Of course he would appear the moment his name lingered too long in the air. The timing was almost supernatural—no, not supernatural. Predictable. Typical. Exactly the sort of entrance he favored: effortless, intrusive, and designed to tip the balance of a conversation before anyone could regain their footing.
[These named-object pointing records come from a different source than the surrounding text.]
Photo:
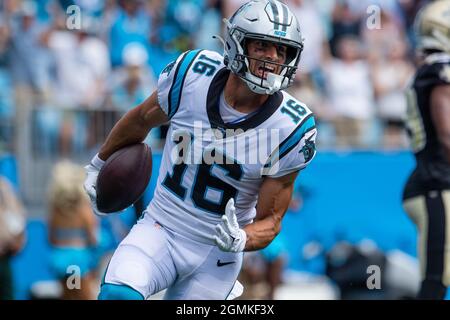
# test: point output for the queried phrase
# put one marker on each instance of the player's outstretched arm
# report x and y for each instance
(273, 201)
(134, 126)
(440, 112)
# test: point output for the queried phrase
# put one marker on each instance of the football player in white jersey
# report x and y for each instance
(205, 214)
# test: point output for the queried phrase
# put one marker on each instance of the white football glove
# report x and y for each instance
(229, 237)
(90, 182)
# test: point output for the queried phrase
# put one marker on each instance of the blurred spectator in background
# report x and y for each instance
(262, 271)
(380, 41)
(12, 235)
(350, 93)
(72, 230)
(132, 23)
(82, 67)
(29, 61)
(211, 24)
(130, 84)
(390, 77)
(316, 43)
(346, 21)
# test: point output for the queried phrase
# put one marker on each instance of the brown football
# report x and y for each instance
(124, 178)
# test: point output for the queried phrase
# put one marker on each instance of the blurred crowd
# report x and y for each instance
(73, 67)
(107, 54)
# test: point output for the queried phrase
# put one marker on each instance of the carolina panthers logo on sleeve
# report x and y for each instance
(168, 68)
(308, 149)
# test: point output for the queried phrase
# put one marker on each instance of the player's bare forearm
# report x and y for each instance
(134, 126)
(440, 111)
(273, 201)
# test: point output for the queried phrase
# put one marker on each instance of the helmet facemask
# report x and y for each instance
(240, 65)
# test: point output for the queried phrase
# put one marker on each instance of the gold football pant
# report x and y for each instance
(431, 214)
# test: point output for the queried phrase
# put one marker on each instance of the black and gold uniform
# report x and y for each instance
(426, 196)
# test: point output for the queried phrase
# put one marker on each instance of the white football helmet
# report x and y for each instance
(432, 26)
(267, 20)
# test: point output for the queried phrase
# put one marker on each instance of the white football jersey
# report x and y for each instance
(221, 160)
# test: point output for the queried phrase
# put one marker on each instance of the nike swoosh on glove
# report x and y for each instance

‘Speak of the devil,’ Elara thought dryly, her pulse tightening into a single, sharp beat.
‘And here he is.’
Valeria froze in her seat, her breath catching as though she’d been struck. Elara felt the shift immediately—the slight rise of tension in her posture, the way color drained from her expression, the soft widening of her eyes. Whatever warmth had touched Valeria while recalling the past vanished like frost under sunlight.
Elara didn’t move.
Didn’t turn.
Didn’t let the flicker of irritation or the sting of memory touch her expression.
But inside—quietly, tightly—her thoughts curled in on themselves.
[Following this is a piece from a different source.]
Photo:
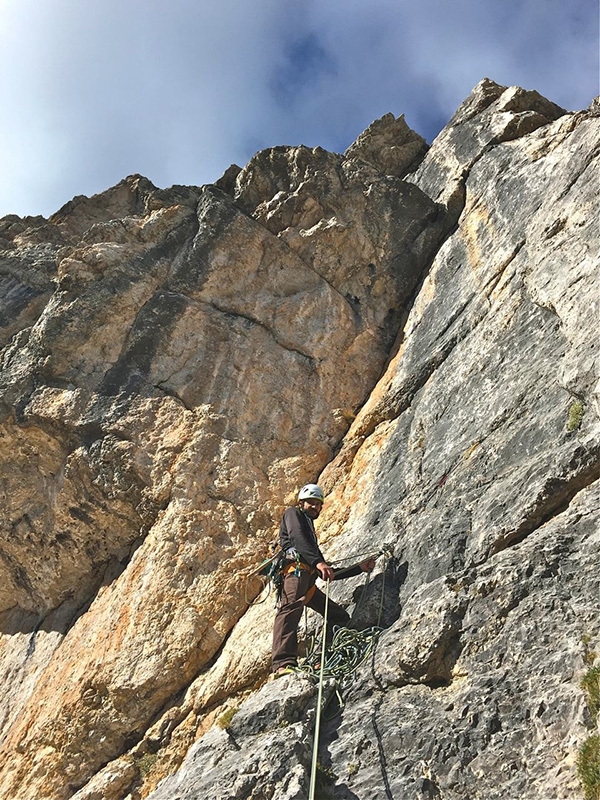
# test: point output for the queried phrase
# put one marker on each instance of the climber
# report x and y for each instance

‘I did not need him here.’
‘Not now.’
‘Not when she was actually speaking.’
Lucavion stepped closer, his presence settling behind them like a smirk made tangible.
“And here I thought I left a better impression than that,” he added lightly.
Elara finally lifted her gaze—not toward him, but toward Valeria. The girl looked torn between embarrassment, alarm, and something far more complex. Her hands, which moments ago held warmth, now clasped tightly in her lap.
Lucavion noticed it too.
Elara could feel it in the way the air shifted behind her—his attention redirecting, sharpening.
****
Valeria reacted before Elara did.
Her head snapped around so sharply that the movement betrayed her. She hadn’t sensed him at all. Hadn’t heard his steps, hadn’t felt the shift of mana, hadn’t noticed the presence that she should have registered the moment it entered her vicinity.
She’d been too absorbed in her memories.
And he had walked right up to her.
Her eyes met his—deep, dark, unreadable. Lucavion stood with that maddening ease of his, hands loosely tucked into his coat pockets, posture relaxed enough to be disarming, sharp enough to be intentional. There was no grand gesture, no dramatic approach. Just… him.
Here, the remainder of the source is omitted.